Good morning all. I purchased myself a 2010 tarmac elite and love it. I had them place a basic computer on it. As im messing with it I noticed it has cadence on it. I seem to cruise comfortably at 80-85 rpm so what is the best way to train monitoring cadence.I have read a little about and just dont seem to get it can someone explian it so i understand. Im an old fat guy Ill never be fast but love to ride. thanks


----------



## JMKB2 (Jul 8, 2008)

Evidently I cant spell the title should be training with cadence.


----------



## aengbretson (Sep 17, 2009)

I'm not a coach, nor am I an elite rider, but I ride hard and want to get better. My take on cadence has more been "am I in an appropriate gear?" When I first started riding I tended to ride at 85 rpm. As my "spin" got better, I found myself riding more comfortably around 95-100 rpm. From there I used it as a reminder, i.e. oxygen-deprived brain starts not thinking clearly and I'm either spinning way too high or mashing a low gear, to find the right gear. 

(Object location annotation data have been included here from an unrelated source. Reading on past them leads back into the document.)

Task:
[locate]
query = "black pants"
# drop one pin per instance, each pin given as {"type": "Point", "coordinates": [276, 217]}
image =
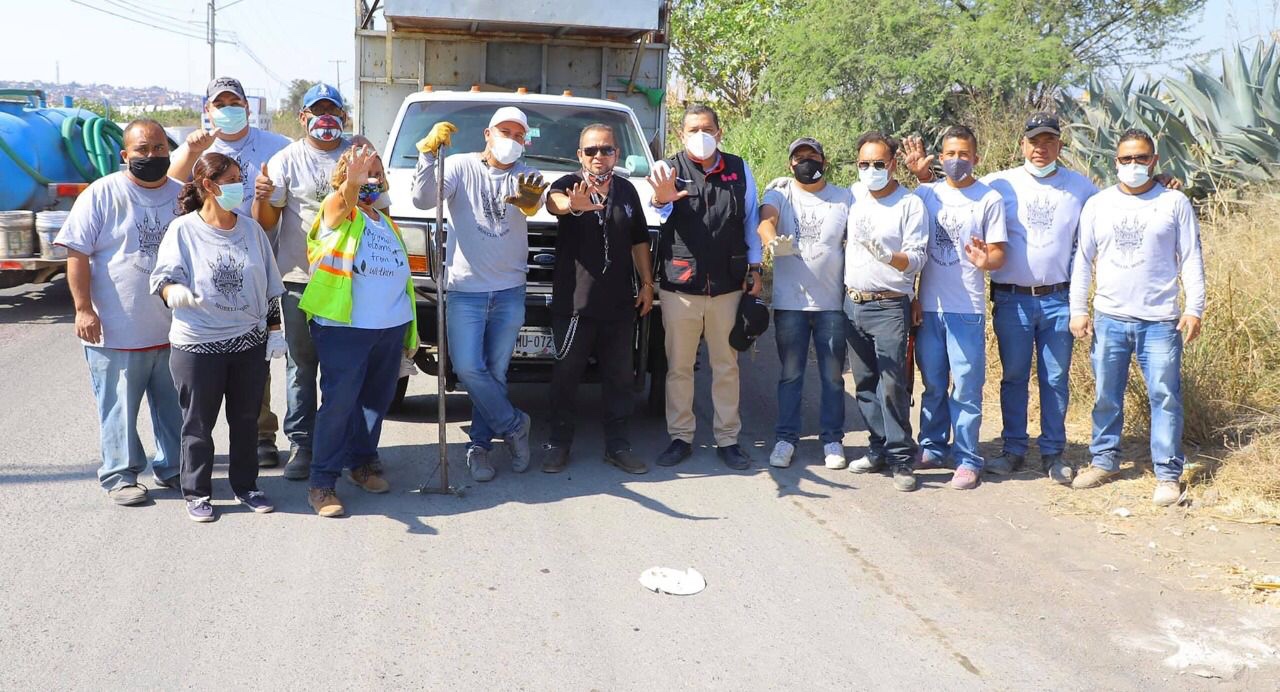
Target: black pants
{"type": "Point", "coordinates": [611, 340]}
{"type": "Point", "coordinates": [202, 381]}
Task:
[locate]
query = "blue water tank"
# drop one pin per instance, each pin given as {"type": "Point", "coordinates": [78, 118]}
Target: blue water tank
{"type": "Point", "coordinates": [35, 134]}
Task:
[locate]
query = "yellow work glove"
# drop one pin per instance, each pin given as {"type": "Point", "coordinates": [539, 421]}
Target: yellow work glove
{"type": "Point", "coordinates": [529, 193]}
{"type": "Point", "coordinates": [440, 134]}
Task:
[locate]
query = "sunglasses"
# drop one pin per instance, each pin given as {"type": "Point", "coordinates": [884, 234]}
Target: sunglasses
{"type": "Point", "coordinates": [1144, 159]}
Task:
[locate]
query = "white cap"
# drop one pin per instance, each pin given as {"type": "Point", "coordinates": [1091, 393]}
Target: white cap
{"type": "Point", "coordinates": [508, 114]}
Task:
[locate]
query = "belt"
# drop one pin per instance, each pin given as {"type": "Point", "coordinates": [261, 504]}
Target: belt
{"type": "Point", "coordinates": [868, 296]}
{"type": "Point", "coordinates": [1029, 290]}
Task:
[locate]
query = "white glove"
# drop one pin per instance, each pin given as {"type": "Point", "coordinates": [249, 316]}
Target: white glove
{"type": "Point", "coordinates": [275, 346]}
{"type": "Point", "coordinates": [877, 250]}
{"type": "Point", "coordinates": [178, 296]}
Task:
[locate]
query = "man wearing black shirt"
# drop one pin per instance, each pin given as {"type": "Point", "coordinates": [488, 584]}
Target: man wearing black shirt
{"type": "Point", "coordinates": [603, 242]}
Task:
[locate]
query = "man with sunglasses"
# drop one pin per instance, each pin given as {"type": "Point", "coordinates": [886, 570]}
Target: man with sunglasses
{"type": "Point", "coordinates": [885, 251]}
{"type": "Point", "coordinates": [1138, 239]}
{"type": "Point", "coordinates": [603, 241]}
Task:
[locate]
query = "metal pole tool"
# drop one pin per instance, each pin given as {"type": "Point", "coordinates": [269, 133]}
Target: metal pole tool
{"type": "Point", "coordinates": [442, 441]}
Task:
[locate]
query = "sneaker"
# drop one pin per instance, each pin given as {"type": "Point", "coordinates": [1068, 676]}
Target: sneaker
{"type": "Point", "coordinates": [554, 458]}
{"type": "Point", "coordinates": [200, 511]}
{"type": "Point", "coordinates": [781, 454]}
{"type": "Point", "coordinates": [1005, 464]}
{"type": "Point", "coordinates": [675, 453]}
{"type": "Point", "coordinates": [904, 479]}
{"type": "Point", "coordinates": [1091, 477]}
{"type": "Point", "coordinates": [1166, 493]}
{"type": "Point", "coordinates": [324, 502]}
{"type": "Point", "coordinates": [256, 500]}
{"type": "Point", "coordinates": [626, 461]}
{"type": "Point", "coordinates": [964, 479]}
{"type": "Point", "coordinates": [865, 464]}
{"type": "Point", "coordinates": [369, 477]}
{"type": "Point", "coordinates": [734, 457]}
{"type": "Point", "coordinates": [128, 495]}
{"type": "Point", "coordinates": [517, 443]}
{"type": "Point", "coordinates": [1057, 470]}
{"type": "Point", "coordinates": [833, 456]}
{"type": "Point", "coordinates": [298, 467]}
{"type": "Point", "coordinates": [478, 463]}
{"type": "Point", "coordinates": [268, 457]}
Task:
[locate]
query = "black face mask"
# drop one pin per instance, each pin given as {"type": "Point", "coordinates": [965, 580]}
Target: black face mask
{"type": "Point", "coordinates": [149, 169]}
{"type": "Point", "coordinates": [808, 170]}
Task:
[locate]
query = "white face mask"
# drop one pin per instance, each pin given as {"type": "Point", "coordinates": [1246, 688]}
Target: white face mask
{"type": "Point", "coordinates": [1133, 174]}
{"type": "Point", "coordinates": [506, 151]}
{"type": "Point", "coordinates": [873, 179]}
{"type": "Point", "coordinates": [700, 145]}
{"type": "Point", "coordinates": [1040, 172]}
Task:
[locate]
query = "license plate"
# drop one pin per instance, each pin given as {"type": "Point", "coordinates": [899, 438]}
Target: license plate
{"type": "Point", "coordinates": [535, 342]}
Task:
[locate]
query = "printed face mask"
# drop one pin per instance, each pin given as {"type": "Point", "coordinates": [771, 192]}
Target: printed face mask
{"type": "Point", "coordinates": [506, 151]}
{"type": "Point", "coordinates": [327, 128]}
{"type": "Point", "coordinates": [231, 196]}
{"type": "Point", "coordinates": [231, 119]}
{"type": "Point", "coordinates": [700, 145]}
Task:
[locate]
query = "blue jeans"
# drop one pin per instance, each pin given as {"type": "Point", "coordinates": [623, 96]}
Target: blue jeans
{"type": "Point", "coordinates": [1028, 325]}
{"type": "Point", "coordinates": [483, 330]}
{"type": "Point", "coordinates": [301, 369]}
{"type": "Point", "coordinates": [120, 377]}
{"type": "Point", "coordinates": [792, 329]}
{"type": "Point", "coordinates": [359, 372]}
{"type": "Point", "coordinates": [951, 348]}
{"type": "Point", "coordinates": [877, 342]}
{"type": "Point", "coordinates": [1159, 348]}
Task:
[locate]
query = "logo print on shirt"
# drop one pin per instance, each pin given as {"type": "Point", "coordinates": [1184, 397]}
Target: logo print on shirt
{"type": "Point", "coordinates": [946, 238]}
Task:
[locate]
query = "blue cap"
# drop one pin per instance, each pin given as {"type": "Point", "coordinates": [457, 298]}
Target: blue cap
{"type": "Point", "coordinates": [321, 92]}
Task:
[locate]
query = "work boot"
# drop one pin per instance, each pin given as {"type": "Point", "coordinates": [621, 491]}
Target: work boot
{"type": "Point", "coordinates": [675, 453]}
{"type": "Point", "coordinates": [554, 458]}
{"type": "Point", "coordinates": [369, 477]}
{"type": "Point", "coordinates": [298, 467]}
{"type": "Point", "coordinates": [626, 461]}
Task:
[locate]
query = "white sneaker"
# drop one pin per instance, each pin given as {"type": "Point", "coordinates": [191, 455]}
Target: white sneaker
{"type": "Point", "coordinates": [781, 456]}
{"type": "Point", "coordinates": [833, 456]}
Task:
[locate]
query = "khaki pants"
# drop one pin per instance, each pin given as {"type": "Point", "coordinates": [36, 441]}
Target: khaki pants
{"type": "Point", "coordinates": [688, 319]}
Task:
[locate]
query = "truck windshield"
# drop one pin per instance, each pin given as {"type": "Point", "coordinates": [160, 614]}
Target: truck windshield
{"type": "Point", "coordinates": [553, 131]}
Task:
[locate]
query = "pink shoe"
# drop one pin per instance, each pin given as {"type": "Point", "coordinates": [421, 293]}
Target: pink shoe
{"type": "Point", "coordinates": [964, 479]}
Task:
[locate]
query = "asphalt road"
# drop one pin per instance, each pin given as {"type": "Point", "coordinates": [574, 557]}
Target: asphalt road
{"type": "Point", "coordinates": [817, 580]}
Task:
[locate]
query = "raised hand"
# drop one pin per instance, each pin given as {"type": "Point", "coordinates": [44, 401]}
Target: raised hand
{"type": "Point", "coordinates": [663, 183]}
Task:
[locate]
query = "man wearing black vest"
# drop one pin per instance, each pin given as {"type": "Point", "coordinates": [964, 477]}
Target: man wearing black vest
{"type": "Point", "coordinates": [708, 255]}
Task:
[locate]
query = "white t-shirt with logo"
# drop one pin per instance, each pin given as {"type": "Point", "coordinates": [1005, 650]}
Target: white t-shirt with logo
{"type": "Point", "coordinates": [812, 278]}
{"type": "Point", "coordinates": [1138, 247]}
{"type": "Point", "coordinates": [119, 225]}
{"type": "Point", "coordinates": [949, 282]}
{"type": "Point", "coordinates": [1042, 216]}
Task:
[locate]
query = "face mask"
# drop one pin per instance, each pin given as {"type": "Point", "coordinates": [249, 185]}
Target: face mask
{"type": "Point", "coordinates": [231, 119]}
{"type": "Point", "coordinates": [1133, 174]}
{"type": "Point", "coordinates": [873, 179]}
{"type": "Point", "coordinates": [1040, 172]}
{"type": "Point", "coordinates": [956, 169]}
{"type": "Point", "coordinates": [327, 128]}
{"type": "Point", "coordinates": [231, 196]}
{"type": "Point", "coordinates": [149, 169]}
{"type": "Point", "coordinates": [808, 170]}
{"type": "Point", "coordinates": [700, 146]}
{"type": "Point", "coordinates": [506, 151]}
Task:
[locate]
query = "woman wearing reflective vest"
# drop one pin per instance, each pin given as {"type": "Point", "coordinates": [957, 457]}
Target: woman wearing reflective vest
{"type": "Point", "coordinates": [360, 308]}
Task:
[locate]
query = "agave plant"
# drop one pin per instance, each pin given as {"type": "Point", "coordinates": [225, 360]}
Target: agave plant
{"type": "Point", "coordinates": [1211, 132]}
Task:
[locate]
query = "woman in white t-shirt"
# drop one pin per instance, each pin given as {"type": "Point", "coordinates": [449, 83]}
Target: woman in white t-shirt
{"type": "Point", "coordinates": [360, 302]}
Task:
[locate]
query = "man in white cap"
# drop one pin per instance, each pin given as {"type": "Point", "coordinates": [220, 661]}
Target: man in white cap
{"type": "Point", "coordinates": [489, 193]}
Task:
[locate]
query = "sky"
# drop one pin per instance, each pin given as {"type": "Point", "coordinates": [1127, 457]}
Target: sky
{"type": "Point", "coordinates": [298, 39]}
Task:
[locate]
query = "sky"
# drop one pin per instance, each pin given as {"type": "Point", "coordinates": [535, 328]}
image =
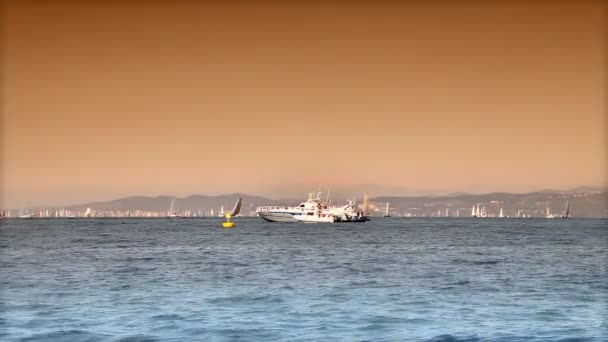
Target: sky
{"type": "Point", "coordinates": [103, 99]}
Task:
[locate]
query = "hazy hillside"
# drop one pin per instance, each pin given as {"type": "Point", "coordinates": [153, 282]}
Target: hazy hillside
{"type": "Point", "coordinates": [583, 204]}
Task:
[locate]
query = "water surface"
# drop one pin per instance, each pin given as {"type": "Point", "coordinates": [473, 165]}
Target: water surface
{"type": "Point", "coordinates": [383, 280]}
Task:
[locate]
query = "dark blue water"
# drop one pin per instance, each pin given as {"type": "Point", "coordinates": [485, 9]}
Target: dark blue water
{"type": "Point", "coordinates": [384, 280]}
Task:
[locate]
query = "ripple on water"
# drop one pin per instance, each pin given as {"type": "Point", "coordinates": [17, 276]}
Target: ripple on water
{"type": "Point", "coordinates": [66, 336]}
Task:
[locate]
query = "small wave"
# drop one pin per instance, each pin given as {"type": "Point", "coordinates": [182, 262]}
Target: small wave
{"type": "Point", "coordinates": [452, 338]}
{"type": "Point", "coordinates": [168, 317]}
{"type": "Point", "coordinates": [138, 338]}
{"type": "Point", "coordinates": [65, 335]}
{"type": "Point", "coordinates": [476, 262]}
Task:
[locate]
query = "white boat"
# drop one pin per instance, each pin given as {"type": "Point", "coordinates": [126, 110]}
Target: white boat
{"type": "Point", "coordinates": [549, 215]}
{"type": "Point", "coordinates": [172, 213]}
{"type": "Point", "coordinates": [286, 213]}
{"type": "Point", "coordinates": [346, 213]}
{"type": "Point", "coordinates": [312, 218]}
{"type": "Point", "coordinates": [566, 213]}
{"type": "Point", "coordinates": [386, 214]}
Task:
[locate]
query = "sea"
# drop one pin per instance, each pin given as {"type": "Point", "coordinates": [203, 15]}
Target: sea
{"type": "Point", "coordinates": [396, 279]}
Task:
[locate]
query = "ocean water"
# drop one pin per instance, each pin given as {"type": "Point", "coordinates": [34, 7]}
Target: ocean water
{"type": "Point", "coordinates": [383, 280]}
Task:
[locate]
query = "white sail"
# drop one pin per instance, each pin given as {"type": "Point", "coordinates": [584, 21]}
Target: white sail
{"type": "Point", "coordinates": [566, 213]}
{"type": "Point", "coordinates": [237, 207]}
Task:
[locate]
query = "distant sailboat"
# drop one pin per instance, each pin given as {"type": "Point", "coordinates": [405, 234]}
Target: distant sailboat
{"type": "Point", "coordinates": [172, 213]}
{"type": "Point", "coordinates": [386, 214]}
{"type": "Point", "coordinates": [236, 211]}
{"type": "Point", "coordinates": [566, 213]}
{"type": "Point", "coordinates": [365, 205]}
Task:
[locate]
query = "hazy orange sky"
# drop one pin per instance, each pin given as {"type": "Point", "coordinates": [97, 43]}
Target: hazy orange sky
{"type": "Point", "coordinates": [105, 99]}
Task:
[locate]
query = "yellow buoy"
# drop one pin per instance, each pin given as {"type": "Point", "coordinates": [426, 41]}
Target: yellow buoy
{"type": "Point", "coordinates": [228, 223]}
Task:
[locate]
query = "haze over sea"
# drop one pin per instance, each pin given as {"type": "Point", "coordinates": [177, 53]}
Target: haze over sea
{"type": "Point", "coordinates": [383, 280]}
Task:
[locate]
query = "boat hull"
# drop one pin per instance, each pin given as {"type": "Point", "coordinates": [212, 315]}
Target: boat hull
{"type": "Point", "coordinates": [277, 217]}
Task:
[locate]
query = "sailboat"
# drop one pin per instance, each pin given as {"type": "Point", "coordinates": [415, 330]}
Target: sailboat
{"type": "Point", "coordinates": [566, 213]}
{"type": "Point", "coordinates": [236, 211]}
{"type": "Point", "coordinates": [172, 213]}
{"type": "Point", "coordinates": [386, 214]}
{"type": "Point", "coordinates": [365, 205]}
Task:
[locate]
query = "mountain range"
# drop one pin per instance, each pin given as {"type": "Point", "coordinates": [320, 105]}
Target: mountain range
{"type": "Point", "coordinates": [584, 202]}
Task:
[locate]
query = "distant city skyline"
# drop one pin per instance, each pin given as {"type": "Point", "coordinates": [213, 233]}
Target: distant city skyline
{"type": "Point", "coordinates": [109, 99]}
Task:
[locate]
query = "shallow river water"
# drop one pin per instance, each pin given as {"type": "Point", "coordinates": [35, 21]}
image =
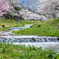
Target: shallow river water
{"type": "Point", "coordinates": [37, 41]}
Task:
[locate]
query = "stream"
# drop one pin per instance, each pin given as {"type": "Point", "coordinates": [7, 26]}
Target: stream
{"type": "Point", "coordinates": [37, 41]}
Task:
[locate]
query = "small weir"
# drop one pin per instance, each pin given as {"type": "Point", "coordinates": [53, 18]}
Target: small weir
{"type": "Point", "coordinates": [32, 39]}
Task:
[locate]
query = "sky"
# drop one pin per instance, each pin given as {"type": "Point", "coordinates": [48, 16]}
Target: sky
{"type": "Point", "coordinates": [30, 4]}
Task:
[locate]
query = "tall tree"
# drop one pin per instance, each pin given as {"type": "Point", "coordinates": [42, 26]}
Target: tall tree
{"type": "Point", "coordinates": [4, 5]}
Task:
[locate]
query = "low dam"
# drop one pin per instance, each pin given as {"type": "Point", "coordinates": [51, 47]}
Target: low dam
{"type": "Point", "coordinates": [20, 39]}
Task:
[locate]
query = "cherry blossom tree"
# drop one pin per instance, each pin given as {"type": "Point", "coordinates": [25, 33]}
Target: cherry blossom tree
{"type": "Point", "coordinates": [4, 5]}
{"type": "Point", "coordinates": [49, 7]}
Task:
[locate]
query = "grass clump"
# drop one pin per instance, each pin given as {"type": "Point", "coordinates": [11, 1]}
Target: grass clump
{"type": "Point", "coordinates": [10, 51]}
{"type": "Point", "coordinates": [13, 23]}
{"type": "Point", "coordinates": [48, 28]}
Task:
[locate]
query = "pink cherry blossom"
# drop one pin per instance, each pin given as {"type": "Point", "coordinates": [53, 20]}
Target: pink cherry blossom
{"type": "Point", "coordinates": [4, 5]}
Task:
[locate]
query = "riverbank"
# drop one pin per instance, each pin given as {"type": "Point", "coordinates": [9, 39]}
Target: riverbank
{"type": "Point", "coordinates": [10, 51]}
{"type": "Point", "coordinates": [48, 28]}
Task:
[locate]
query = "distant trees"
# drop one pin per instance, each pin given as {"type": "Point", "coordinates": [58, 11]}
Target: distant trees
{"type": "Point", "coordinates": [49, 7]}
{"type": "Point", "coordinates": [4, 5]}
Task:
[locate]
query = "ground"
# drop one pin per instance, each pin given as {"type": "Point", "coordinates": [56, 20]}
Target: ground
{"type": "Point", "coordinates": [10, 51]}
{"type": "Point", "coordinates": [47, 28]}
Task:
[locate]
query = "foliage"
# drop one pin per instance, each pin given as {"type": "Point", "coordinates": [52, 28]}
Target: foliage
{"type": "Point", "coordinates": [10, 51]}
{"type": "Point", "coordinates": [48, 28]}
{"type": "Point", "coordinates": [4, 5]}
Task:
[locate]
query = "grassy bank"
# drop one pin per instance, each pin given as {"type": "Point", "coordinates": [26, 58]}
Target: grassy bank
{"type": "Point", "coordinates": [11, 51]}
{"type": "Point", "coordinates": [48, 28]}
{"type": "Point", "coordinates": [13, 23]}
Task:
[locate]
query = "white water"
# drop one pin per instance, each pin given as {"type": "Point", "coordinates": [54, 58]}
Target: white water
{"type": "Point", "coordinates": [50, 43]}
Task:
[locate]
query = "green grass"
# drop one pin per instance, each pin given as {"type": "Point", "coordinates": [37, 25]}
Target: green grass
{"type": "Point", "coordinates": [13, 23]}
{"type": "Point", "coordinates": [48, 28]}
{"type": "Point", "coordinates": [10, 51]}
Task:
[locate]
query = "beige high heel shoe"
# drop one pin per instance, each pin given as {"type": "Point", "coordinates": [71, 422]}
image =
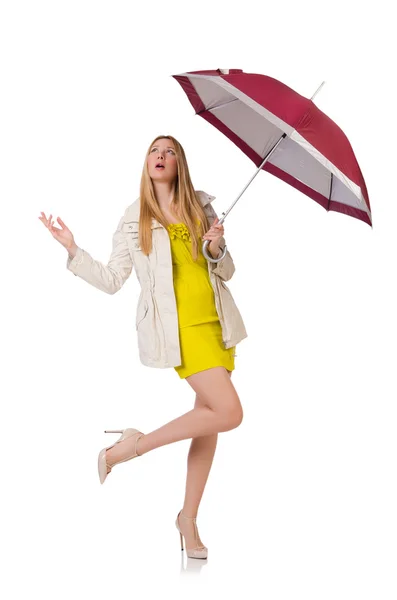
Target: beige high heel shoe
{"type": "Point", "coordinates": [199, 551]}
{"type": "Point", "coordinates": [102, 464]}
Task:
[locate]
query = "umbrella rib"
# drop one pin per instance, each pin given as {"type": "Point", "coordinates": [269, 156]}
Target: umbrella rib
{"type": "Point", "coordinates": [219, 105]}
{"type": "Point", "coordinates": [330, 190]}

Again, I'm no coach but my impressions are that riding at higher rpm can be a good aerobic workout, while maintaining a lower cadence (but not too low that you're putting undue stresses on your joints) can be a "strength" workout. Also forcing yourself to work at different rates provides deep stimulation across a range of situations you'll come across in a race.


----------



## JMKB2 (Jul 8, 2008)

Thanks for the reply. so i should mix days of high cadence 95-100 to days of moderate 80-85 with days of 70-80 pushing heavier gears.


----------



## Alex_Simmons/RST (Jan 12, 2008)

Focus on effort (power) and choose a gear that feels good.

Use different cadences as a way to break up the monotony of an indoor workout. 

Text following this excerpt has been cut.